Tim Huang, Partner di Lexington Partners, menilai perubahan sentimen yang drastis tersebut tidak sepenuhnya mencerminkan kondisi sebenarnya. Ia menekankan bahwa peluang investasi di China masih menjanjikan bagi investor yang konsisten dan berorientasi jangka panjang.
Di sisi lain, distribusi keuntungan kepada investor dinilai membantu meredam kekhawatiran di tengah sulitnya melakukan exit. Srivastava menyampaikan bahwa imbal hasil tunai 15-20% "bahkan tanpa pertumbuhan" sudah cukup memberi ruang bagi investor untuk tetap menunggu momentum yang tepat.
Meski begitu, kebangkitan aktivitas IPO di Hong Kong sangat penting bagi manajer dana private equity yang fokus pada China, terutama setelah kesulitan exit sejak 2021.
Dengan aktivitas merger dan akuisisi yang belum pulih dan ketatnya regulasi IPO di dalam negeri, Hong Kong menjadi salah satu pintu keluar paling memungkinkan.
Namun, sejumlah ahli mengingatkan bahwa antrean panjang pipeline IPO berpotensi menghambat rencana keluar investor. Per akhir Oktober, lebih dari 300 pengajuan masih dalam proses peninjauan, jauh lebih banyak dibanding kurang dari 70 aplikasi pada periode yang sama tahun lalu.
Ketua China Securities Regulatory Commission, Wu Qing, bulan lalu kembali menegaskan komitmen regulator untuk mempercepat proses bagi perusahaan China yang ingin melantai di luar negeri.
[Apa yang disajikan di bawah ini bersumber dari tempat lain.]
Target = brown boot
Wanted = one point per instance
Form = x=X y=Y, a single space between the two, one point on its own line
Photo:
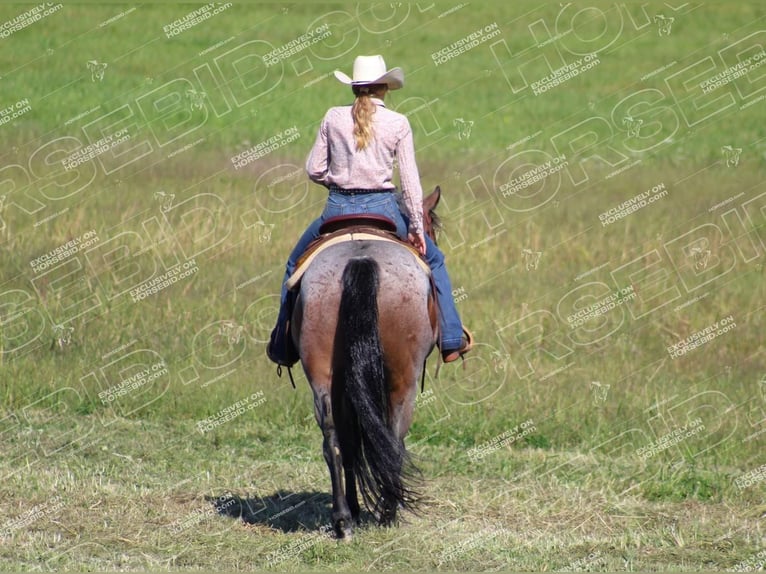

Ia juga menekankan penguatan hubungan keuangan antara daratan China dan Hong Kong sebagai prioritas.
Srivastava menutup dengan optimisme bahwa pemulihan pasar Hong Kong akan membuka peluang exit yang lebih besar bagi private equity. Ia memperkirakan hal ini pada akhirnya akan meningkatkan potensi imbal hasil bagi para investor.